Androgen insensitivity syndrome (AIS) is a rare genetic disease caused by mutation in the androgen receptor (AR). The AR is an essential steroid hormone receptor that plays a crucial role in male sexual differentiation and development. Mutations in the AR gene on the X chromosome cause malfunction of the AR so that a 46,XY karyotype male shows some physical characteristics of a woman or a full female phenotype. Depending on the phenotype, AIS can be classified as complete, partial or mild. Here, we report a patient of complete AIS who showed complete sex reversal from male to female as a result of novel AR mutation. A 2-month-old girl was referred to our hospital for evaluation of inguinal masses.
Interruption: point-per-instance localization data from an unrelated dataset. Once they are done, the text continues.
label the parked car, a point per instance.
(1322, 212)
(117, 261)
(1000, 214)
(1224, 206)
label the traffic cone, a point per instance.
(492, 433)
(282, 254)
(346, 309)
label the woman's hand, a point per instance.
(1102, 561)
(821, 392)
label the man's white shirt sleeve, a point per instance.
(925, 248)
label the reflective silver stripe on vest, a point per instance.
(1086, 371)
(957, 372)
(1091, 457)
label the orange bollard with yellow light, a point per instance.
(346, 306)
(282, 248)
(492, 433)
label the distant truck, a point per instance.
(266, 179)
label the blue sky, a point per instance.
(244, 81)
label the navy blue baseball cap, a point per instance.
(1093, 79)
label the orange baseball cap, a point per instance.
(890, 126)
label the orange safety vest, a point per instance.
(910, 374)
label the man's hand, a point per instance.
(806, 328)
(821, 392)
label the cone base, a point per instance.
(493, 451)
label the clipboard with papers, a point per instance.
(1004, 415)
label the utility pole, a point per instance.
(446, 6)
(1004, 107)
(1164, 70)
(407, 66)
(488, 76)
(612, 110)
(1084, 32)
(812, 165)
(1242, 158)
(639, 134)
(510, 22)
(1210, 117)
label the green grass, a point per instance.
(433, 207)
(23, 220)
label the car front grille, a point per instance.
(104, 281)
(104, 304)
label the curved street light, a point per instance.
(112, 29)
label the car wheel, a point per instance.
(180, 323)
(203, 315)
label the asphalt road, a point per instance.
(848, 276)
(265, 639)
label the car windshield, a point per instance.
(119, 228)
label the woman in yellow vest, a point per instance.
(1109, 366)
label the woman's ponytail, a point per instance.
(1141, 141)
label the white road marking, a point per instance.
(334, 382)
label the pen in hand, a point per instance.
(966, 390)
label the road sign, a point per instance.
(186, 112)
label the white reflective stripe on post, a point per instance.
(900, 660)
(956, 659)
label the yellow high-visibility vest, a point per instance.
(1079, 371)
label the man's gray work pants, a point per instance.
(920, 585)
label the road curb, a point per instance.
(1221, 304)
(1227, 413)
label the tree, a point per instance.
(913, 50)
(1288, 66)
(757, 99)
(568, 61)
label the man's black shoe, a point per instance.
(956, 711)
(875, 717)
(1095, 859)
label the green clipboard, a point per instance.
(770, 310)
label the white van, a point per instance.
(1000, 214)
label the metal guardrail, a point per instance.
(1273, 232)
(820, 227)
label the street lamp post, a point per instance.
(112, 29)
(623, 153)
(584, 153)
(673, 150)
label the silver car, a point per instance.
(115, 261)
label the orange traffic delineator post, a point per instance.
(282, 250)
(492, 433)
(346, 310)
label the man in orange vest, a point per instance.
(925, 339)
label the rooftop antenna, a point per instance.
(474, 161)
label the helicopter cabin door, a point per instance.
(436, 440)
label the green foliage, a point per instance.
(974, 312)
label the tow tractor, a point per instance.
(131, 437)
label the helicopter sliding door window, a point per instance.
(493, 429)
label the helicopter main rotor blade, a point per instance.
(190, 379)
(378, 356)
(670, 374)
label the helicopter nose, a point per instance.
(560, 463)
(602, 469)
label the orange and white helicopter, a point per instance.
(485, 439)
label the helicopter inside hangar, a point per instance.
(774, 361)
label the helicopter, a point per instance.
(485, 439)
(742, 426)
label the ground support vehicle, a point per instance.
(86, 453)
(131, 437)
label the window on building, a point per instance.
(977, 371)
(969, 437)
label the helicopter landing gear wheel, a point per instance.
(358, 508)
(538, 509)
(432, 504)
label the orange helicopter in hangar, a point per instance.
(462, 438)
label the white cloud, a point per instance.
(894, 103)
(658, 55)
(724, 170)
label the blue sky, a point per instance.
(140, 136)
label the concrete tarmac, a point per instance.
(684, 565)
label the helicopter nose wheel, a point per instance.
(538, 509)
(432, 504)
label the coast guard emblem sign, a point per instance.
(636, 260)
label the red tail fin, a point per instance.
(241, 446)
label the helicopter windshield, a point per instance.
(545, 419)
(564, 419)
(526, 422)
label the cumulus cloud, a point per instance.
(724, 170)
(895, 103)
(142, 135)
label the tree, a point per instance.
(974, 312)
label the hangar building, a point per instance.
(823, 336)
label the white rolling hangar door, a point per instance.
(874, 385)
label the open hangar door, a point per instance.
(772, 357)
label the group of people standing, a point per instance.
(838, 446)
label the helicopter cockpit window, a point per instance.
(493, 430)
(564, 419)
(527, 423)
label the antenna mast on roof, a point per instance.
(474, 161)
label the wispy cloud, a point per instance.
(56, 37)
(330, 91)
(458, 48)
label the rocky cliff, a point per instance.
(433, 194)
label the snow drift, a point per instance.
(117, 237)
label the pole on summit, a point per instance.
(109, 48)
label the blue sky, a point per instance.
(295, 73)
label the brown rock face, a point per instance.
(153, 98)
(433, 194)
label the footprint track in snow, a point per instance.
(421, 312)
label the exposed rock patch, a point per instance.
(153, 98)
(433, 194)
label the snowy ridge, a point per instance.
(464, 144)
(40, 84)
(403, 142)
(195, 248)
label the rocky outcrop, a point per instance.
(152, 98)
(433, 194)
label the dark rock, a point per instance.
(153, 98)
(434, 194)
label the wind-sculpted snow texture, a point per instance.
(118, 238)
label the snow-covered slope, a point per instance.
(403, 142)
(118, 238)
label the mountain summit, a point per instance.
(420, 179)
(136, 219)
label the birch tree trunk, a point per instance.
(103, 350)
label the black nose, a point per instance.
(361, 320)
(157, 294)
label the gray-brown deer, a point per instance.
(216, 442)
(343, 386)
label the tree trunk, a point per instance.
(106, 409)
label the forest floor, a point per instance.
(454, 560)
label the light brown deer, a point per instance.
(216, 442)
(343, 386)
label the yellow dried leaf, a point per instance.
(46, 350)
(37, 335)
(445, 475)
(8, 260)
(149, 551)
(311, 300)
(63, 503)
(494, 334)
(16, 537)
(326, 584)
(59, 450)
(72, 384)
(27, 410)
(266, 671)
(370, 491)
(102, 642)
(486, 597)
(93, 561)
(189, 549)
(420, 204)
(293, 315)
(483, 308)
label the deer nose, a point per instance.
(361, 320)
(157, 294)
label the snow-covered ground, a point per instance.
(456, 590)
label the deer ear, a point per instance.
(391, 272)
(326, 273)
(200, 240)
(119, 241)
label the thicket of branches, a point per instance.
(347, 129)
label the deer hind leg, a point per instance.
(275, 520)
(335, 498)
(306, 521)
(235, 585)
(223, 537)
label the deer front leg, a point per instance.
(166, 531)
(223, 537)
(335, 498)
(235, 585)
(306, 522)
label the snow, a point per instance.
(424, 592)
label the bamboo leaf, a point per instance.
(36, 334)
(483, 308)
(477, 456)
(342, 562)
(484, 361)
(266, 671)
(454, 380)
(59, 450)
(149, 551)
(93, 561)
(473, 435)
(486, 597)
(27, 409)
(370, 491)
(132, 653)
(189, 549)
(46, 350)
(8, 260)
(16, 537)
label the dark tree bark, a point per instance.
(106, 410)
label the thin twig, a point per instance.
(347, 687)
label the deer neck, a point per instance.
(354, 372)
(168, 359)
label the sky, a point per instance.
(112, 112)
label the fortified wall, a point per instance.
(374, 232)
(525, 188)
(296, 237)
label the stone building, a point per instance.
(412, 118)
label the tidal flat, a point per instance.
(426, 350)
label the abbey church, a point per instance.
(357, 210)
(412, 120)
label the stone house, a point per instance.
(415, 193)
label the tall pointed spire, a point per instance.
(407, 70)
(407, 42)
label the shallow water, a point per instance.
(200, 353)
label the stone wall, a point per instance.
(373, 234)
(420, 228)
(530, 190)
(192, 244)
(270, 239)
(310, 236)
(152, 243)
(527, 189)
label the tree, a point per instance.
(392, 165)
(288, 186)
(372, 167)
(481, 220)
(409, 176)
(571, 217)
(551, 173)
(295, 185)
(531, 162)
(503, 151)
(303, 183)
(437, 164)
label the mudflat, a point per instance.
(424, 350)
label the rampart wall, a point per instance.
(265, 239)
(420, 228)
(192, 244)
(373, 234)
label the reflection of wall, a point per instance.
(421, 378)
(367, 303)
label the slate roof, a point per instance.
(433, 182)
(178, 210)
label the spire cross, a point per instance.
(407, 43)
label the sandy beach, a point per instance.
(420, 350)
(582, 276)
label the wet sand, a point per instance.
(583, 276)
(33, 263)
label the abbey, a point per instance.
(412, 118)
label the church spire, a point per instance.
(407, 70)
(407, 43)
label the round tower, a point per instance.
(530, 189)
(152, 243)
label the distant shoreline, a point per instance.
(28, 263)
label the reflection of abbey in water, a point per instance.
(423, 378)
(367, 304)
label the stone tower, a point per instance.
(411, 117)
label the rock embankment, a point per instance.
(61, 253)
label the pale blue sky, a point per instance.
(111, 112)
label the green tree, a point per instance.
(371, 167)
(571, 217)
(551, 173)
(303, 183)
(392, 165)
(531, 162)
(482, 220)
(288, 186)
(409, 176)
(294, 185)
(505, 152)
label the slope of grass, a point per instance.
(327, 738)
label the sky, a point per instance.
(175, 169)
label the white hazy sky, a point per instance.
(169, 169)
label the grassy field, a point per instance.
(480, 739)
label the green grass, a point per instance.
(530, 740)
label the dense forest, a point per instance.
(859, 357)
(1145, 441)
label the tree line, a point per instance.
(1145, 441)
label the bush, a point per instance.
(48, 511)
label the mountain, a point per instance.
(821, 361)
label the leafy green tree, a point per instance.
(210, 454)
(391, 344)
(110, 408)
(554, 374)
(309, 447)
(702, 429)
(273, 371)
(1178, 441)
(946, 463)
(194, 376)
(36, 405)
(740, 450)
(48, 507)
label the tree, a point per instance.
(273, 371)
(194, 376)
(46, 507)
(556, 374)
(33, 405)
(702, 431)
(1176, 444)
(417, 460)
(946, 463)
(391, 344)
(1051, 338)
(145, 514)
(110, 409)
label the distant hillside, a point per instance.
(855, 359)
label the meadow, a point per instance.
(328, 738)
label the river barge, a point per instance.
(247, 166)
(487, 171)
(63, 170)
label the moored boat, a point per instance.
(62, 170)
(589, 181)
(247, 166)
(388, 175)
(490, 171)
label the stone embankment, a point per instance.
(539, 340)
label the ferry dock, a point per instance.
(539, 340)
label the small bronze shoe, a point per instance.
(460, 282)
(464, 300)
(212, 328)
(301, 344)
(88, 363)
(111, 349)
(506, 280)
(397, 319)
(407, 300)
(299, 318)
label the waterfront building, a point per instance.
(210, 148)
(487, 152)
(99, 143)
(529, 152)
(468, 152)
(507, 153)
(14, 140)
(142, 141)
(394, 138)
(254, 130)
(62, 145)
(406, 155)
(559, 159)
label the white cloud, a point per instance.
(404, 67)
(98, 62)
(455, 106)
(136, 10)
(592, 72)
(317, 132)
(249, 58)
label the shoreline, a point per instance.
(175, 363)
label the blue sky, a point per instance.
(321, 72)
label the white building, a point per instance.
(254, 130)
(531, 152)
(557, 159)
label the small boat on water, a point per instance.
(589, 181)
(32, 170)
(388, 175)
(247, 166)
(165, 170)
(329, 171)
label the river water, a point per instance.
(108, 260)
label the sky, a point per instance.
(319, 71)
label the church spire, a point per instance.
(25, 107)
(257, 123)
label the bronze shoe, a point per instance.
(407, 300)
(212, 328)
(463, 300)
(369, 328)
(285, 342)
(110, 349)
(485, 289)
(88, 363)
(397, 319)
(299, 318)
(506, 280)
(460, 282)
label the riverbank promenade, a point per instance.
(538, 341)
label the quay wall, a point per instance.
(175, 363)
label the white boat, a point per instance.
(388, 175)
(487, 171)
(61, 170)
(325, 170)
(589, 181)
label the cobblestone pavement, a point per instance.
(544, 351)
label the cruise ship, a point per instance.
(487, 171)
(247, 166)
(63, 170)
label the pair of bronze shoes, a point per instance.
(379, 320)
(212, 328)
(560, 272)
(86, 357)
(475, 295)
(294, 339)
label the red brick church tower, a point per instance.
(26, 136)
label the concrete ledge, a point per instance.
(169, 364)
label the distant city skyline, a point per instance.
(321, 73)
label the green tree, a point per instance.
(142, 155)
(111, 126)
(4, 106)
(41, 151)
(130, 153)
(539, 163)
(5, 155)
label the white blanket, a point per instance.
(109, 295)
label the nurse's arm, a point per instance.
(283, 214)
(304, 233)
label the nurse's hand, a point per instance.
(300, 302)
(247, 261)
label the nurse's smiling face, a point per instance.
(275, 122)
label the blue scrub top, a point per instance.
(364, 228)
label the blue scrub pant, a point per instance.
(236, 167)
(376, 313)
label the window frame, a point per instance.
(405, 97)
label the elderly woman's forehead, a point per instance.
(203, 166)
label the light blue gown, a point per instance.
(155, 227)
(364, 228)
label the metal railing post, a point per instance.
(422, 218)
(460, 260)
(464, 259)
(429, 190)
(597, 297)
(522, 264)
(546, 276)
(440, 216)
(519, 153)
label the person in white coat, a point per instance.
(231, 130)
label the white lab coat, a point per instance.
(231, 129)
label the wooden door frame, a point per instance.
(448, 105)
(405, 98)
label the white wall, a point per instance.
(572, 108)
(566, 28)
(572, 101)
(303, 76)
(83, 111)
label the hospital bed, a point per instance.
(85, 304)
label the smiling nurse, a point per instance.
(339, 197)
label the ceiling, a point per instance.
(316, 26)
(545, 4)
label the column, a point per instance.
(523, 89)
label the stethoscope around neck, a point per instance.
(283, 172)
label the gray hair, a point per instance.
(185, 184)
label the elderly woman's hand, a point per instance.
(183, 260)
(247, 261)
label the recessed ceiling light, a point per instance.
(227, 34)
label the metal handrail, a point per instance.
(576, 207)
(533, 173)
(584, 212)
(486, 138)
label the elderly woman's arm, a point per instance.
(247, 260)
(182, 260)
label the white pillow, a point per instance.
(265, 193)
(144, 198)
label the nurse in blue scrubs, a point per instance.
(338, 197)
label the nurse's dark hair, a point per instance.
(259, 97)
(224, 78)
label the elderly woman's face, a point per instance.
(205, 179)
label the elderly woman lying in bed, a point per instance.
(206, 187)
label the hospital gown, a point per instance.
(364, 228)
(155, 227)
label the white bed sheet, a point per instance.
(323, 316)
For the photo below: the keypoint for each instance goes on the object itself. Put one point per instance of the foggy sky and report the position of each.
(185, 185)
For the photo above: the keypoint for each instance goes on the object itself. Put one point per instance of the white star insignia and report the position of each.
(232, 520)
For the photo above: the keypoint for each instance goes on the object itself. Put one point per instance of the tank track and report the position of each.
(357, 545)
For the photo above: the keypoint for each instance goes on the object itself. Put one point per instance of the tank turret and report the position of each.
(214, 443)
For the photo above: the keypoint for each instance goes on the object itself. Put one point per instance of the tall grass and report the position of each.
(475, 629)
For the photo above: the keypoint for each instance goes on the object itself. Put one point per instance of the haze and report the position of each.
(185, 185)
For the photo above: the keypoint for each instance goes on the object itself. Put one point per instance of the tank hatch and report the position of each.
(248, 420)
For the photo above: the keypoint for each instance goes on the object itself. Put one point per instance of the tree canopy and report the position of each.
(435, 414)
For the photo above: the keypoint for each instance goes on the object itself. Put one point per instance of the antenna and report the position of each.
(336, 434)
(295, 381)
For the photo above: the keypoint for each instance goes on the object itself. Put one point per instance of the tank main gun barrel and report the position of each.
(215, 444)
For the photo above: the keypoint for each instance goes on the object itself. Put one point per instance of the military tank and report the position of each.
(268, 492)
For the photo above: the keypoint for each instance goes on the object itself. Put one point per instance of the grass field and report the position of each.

Pelvis sonography revealed that there was no uterus, and testicle-like masses were found in both lower inguinal areas. The patient’s karyotype was 46,XY. Genetic analysis of AR, SRY and SRD5A2 was performed, and a hemizygous novel mutation (c.2242T>C, p.Phe748Leu) was identified in AR. No mutations were found in SRY and SRD5A2, respectively. Family screening for genetic counseling was performed, and the same AR mutation was also found in the mother. For individuals with AIS, the standard of care is an orchidectomy to prevent possible malignant degeneration of the testes. The timing of such surgery has been debated. Later orchidectomy allows pubertal development to occur spontaneously with the production of estrogen from the aromatization of the high levels of testosterone normally produced. In our patient, gonadectomy is planned after puberty. Individuals with complete AIS are usually raised as females and need appropriate care.